Alonzo: We’re constantly moving. Taking a year off allowed us to ask the questions about what was working and what wasn’t. This is a leaner, more focused Fringe Festival.

Brown: A walkable festival was a big piece of the feedback during the early days. The first-year venues were scattered from downtown Decatur all the way to downtown Atlanta. Now, the Fringe is more concentrated and walkable — venues are in Little Five Points and the adjacent neighborhoods.

To make the festival accessible to everyone, tickets are $10 per show or even less if you buy a pass. Eight-five percent of ticket sales go to the artists. We also require festival goers to buy our $3 Fringe button. The proceeds from the buttons go into operational costs.

Morgan: This year, we have a lot of diversity as well as repeat artists doing their third or fourth show at the Atlanta Fringe. There are some interesting shows we’re looking forward to — stories of adversity, people addressing LGBTQ issues, some bawdy stuff, some kid-friendly stuff — a nice variety.
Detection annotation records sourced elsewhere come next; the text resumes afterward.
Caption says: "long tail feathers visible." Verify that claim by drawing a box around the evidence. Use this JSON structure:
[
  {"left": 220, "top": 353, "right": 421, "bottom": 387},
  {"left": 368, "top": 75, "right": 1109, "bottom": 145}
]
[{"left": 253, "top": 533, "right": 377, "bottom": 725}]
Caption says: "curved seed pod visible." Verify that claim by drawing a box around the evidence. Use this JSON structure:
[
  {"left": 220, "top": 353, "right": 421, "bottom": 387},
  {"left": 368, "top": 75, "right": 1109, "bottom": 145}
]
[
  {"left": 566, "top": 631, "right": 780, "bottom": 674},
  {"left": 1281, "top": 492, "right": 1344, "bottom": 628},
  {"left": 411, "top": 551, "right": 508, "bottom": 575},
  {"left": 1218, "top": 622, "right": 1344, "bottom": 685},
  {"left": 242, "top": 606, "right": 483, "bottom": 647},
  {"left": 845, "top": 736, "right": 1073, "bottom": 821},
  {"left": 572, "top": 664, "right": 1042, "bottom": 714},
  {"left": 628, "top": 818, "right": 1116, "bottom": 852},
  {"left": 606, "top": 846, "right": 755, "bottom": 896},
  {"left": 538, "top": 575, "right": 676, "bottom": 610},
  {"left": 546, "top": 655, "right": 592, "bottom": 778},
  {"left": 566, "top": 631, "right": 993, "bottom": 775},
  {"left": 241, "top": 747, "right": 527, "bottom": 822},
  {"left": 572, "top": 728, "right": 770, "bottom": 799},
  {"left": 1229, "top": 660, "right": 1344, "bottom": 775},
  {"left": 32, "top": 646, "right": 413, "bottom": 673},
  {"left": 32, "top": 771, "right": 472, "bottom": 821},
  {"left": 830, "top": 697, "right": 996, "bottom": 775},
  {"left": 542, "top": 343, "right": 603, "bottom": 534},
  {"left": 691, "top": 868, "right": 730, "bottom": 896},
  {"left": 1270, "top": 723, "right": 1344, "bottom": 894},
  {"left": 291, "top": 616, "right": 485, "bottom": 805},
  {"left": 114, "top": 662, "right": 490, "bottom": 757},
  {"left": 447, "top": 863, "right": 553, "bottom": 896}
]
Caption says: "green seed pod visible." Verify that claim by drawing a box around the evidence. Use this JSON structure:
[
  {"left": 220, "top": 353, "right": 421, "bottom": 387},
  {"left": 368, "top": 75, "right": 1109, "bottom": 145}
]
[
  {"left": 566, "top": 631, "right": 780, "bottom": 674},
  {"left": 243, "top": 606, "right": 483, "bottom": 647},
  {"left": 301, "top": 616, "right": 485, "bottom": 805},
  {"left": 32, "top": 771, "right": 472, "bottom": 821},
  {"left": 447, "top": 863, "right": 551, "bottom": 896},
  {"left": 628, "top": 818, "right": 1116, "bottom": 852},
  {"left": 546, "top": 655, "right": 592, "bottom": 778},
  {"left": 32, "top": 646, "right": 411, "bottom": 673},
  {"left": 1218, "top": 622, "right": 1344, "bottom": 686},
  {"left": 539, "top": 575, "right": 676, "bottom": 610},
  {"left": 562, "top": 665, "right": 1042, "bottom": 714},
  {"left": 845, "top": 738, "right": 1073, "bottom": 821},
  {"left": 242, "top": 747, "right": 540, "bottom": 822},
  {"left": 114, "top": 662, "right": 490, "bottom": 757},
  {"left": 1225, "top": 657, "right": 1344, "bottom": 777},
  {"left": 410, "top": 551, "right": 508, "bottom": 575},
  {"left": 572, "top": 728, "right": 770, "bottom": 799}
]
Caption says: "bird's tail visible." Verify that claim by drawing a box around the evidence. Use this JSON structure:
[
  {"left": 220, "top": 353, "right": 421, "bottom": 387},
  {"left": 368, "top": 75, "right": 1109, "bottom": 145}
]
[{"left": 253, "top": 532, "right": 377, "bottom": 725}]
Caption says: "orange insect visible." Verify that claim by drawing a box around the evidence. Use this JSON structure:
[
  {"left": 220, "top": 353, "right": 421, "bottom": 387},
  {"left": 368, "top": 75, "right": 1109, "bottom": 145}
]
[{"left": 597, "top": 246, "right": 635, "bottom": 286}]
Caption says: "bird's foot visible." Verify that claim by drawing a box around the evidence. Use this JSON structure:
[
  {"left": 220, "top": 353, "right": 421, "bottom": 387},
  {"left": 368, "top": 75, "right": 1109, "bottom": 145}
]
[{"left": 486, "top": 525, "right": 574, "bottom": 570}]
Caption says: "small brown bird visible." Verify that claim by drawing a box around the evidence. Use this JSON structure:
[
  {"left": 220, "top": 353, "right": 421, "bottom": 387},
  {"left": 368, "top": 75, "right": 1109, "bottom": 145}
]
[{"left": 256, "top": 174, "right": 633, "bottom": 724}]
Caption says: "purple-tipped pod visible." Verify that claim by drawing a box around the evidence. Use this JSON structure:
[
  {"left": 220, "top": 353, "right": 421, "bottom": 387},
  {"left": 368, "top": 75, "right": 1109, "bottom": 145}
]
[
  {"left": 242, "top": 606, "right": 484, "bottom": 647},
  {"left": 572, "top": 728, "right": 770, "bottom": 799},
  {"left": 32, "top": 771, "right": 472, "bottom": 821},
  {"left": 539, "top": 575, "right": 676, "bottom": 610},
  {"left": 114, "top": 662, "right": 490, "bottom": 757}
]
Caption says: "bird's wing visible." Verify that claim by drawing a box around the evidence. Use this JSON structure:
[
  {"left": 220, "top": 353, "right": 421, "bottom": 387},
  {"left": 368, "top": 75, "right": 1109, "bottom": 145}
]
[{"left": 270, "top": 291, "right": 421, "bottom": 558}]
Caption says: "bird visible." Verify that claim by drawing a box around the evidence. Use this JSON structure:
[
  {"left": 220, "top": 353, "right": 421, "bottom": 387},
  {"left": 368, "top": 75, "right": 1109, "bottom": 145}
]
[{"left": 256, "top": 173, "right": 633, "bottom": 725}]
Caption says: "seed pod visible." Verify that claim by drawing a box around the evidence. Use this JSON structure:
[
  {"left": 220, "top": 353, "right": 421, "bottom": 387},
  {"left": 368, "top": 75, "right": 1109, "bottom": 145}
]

ArtsATLLooking forward, what’s next for Atlanta Fringe?

Alonzo: We all have the mindset of endless possibilities — we keep our eyes on the horizon. We’d love to have kids’ Fringe and musicians and people filling the streets, but we’re not there yet. I appreciate the level of enthusiasm this group brings to the table — it’s pretty rare and pretty special.

Brown: It’s important to be adventurous as an audience member. Every year, there’s this feeling of the Fringe spirit. The Atlanta artists who met the touring Fringe artists made strong connections with them. The artists who participate got an opportunity to grow. There is a whole circuit for this kind of work.